Dispersés par l’Histoire, les Druzes vivent surtout au Liban (où ils seraient entre 280 000 et 350 000), en Syrie (entre 150 000 et 200 000 personnes[5]), et en Israël (où ils seraient environ 118 000, dont plusieurs milliers sur le plateau du Golan, occupé par l’État hébreu depuis 1967). On pense que les Druzes vivant en dehors du Proche-Orient sont environ 100 000.

Au Liban, ils vivent principalement dans les montagnes du Chouf, leur territoire ancestral.

Il n’y a ni liturgie, ni lieux de culte dans la religion druze. La doctrine des Druzes est secrète et n’est révélée aux fidèles qu’après divers degrés d’initiation ; elle s’appuie sur la croyance en la métempsycose.En effet, certains versets du Coran sont parfois interprétés comme allant dans le sens de la métempsycose. Par exemple au verset 28 de la deuxième sourate, "La Vache" (Al-Baqara), il est dit : « Comment pouvez-vous renier Allah alors qu’il vous a donné la vie, alors que vous en étiez privé, puis Il vous a fait mourir, puis Il vous a fait revivre et enfin vous retournerez à Lui ».

Les Druzes rejettent la charia et les obligations rituelles qui en découlent. Au Liban, la communauté a été dirigée en partie par les familles Joumblatt et Hamadé. Les Hamadé sont connus notamment grâce aux Cheikhs Akl Druze Rachid, Hussein, ce sont les cheikhs Akl Druze Yazbakis qui s’opposaient aux Joumblattis.

La plus haute autorité religieuse et spirituelle est la Machyakhat al Akl. Le cheikh Akl Druze est l’équivalent "du pape" pour les Druzes. Il y a toujours eu un cheikh Akl Druze Yazbaki et un autre Joumblatti, aucune famille ne pouvant prétendre au monopole de la direction des affaires de la communauté druze.

Deux ismaéliens sont à l’origine de la religion druze : un Persan nommé Hamza, qui affirmait être l’intelligence universelle, et un Turc nommé ad-Darazî ((en)Ad-Darazi), dont le nom est à l’origine du terme « Druzes », qui était l’un des vizirs du calife fatimide al-Hakim bi-Amr Allah (996 - 1021). Hamza et ad-Darazî fondèrent donc la secte des Druzes. Alors que l’imâm duodécimain Ja’far as-Sâdiq avait fait brûler les chiites qui avaient voulu le diviniser (vers 750), al-Hakîm aurait encouragé cette tendance à le diviniser, au lieu de la combattre.

Al-Hakim a disparu en 1021. Il n’est pas revenu d’une promenade nocturne aux environs du Caire dans les collines de al-Muqattam. Son corps n’a jamais été retrouvé. Certains de ses proches, regroupés autour du vizir ad-Darazî, en firent une incarnation divine, le proclamant occulté. Selon eux, le calife était la dernière et principale incarnation de Dieu (maqâm), titre qu’il s’était d’ailleurs lui-même attribué en 1017, se considérant comme une manifestation de l’intellect universel.

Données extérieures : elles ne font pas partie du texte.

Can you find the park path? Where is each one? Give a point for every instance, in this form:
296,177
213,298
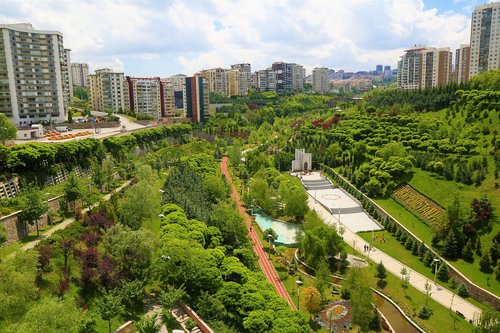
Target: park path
62,225
264,263
417,280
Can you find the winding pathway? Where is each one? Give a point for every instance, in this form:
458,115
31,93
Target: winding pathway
264,263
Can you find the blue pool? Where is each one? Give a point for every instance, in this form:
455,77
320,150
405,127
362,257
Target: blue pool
286,231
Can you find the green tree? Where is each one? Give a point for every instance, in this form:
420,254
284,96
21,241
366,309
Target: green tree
361,298
72,189
33,207
109,305
7,129
148,324
133,214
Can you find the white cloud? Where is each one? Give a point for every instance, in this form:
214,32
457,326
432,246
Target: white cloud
350,34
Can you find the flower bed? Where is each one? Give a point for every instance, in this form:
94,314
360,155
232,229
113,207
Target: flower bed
423,207
337,315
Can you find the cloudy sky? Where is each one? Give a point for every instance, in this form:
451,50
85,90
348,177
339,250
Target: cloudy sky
166,37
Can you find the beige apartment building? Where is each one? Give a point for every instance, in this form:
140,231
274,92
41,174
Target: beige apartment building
142,95
79,75
35,80
221,81
321,83
244,78
106,90
485,39
462,63
424,67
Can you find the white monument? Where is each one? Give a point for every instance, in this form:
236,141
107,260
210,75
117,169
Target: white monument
303,160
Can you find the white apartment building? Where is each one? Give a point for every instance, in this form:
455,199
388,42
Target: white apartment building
106,90
320,80
462,63
79,75
266,80
35,82
485,39
424,67
143,96
244,78
174,96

Au XIXe siècle, les Druzes sont tributaires de l’empire ottoman, mais de fait presque indépendants. Retirés dans les montagnes du Liban, ils se rendirent redoutables, résistèrent longtemps aux attaques des Turcs. C’est à l’émir druze le prince Fakhreddine de la dynastie "Maan" qui était à l’origine, que nous devons cette résistance et les Druzes ne furent soumis au tribut qu’en 1588 par le sultan Murad III. La Sublime Porte a accordé en 1842 un chef à leur communauté.

Les Druzes ont joué un rôle majeur durant la guerre civile libanaise entre 1975 et 1990 sous la conduite de leur leader politique Kamal Joumblatt, fondateur du parti socialiste progressiste libanais, puis de son fils Walid Joumblatt.

Bien qu’ayant pris le leadership de la majorité des druzes libanais, Walid Joumblatt a été contesté par une frange importante de sa communauté. Farid Hamadé, descendant d’une lignée de Cheikhs Akl Druzes, fils du Cheikh Akl Rachid Hamadé, s’était allié aux partis chrétiens lors de la guerre civile libanaise (1975-1990) et contraint à l’exil à l’achèvement de celle-ci. Il est décédé en France et inhumé au cimetière du Père Lachaise.